Quand le SNEP nous montre comment il protège ses artistes en leur pompant 92% du produit des écoutes numériques

S’il y a bien un site web qui a diffusé une information ultra pertinente pendant les débats sur HADOPI (et qui continue de le faire en rapportant, investigations après investigations, des faits dans toute leur brutalité), c’est bien PCInpact par l’intermédiaire de la plume aussi informée qu’inspirée de Marc Rees.
Une fois de plus, Marc parle de choses qui fâchent dans cet article, où on apprend que les producteurs empochent 92% du produit d’une écoute sur un site de streaming et laisse 8% aux artistes … et en plus en leur faisant gober que mettre un fichier numérique à disposition sur le net est plus coûteux que la production d’une galette en plastique dont je ne me souviens même plus du nom.
Accessoirement, on apprend également que l’ADAMI, tout comme la SACEM qui beugle déjà qu’elle veut une taxe sur le CA des fournisseurs d’accès (une licence globale), commence à parler de choses qui fâchent… comme la rémunération des artistes, totalement oubliée dans la Loi Création et Internet qui a préféré se focaliser sur la répression des internautes en faisant croire que les internautes achèteront plus de disques s’ils téléchargent moins.

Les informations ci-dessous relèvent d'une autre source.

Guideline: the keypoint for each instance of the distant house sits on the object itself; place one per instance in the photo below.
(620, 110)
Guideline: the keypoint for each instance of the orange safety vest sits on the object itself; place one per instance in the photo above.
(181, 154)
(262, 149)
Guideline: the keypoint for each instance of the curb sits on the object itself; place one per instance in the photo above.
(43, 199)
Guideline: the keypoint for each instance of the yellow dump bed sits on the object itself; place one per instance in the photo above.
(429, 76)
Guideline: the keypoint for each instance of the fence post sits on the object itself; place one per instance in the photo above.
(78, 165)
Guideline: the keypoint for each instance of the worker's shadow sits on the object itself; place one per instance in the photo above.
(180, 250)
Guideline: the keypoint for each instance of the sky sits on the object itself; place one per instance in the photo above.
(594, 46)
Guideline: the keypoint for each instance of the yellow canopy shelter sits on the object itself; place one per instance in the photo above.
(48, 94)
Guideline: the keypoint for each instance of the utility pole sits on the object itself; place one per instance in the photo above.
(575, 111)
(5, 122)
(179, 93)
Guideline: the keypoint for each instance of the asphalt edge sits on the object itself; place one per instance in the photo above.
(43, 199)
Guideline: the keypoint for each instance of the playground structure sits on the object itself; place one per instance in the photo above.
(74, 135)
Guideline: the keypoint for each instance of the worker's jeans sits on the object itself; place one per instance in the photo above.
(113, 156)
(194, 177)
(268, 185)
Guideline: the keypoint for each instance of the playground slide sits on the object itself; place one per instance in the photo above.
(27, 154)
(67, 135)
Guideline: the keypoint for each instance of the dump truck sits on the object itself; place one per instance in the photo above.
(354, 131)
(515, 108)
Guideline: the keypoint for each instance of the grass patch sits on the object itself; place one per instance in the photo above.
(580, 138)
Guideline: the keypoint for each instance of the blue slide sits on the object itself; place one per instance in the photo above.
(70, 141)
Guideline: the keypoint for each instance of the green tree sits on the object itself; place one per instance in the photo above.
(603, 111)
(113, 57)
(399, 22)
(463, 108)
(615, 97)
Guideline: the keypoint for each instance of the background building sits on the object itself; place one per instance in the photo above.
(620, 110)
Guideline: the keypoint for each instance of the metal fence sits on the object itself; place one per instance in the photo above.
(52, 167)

« Si Le SNEP est tout autant que l’ADAMI préoccupé par les revenus susceptibles d’être générés par les nouveaux services en ligne, il conteste le fait d’isoler certaines données économiques qui, sorties d’un contexte général, ne rendent nullement compte de la réalité des revenus des artistes et n’apportent pas d’information constructive. Il est plus opportun d’assurer tous ensemble la lutte contre l’utilisation illégale de la musique en ligne et le succès des offres légales. On verra alors les revenus progresser ».

Ah le SNEP, tout un poème … merci Marc pour cet article ultra instructif.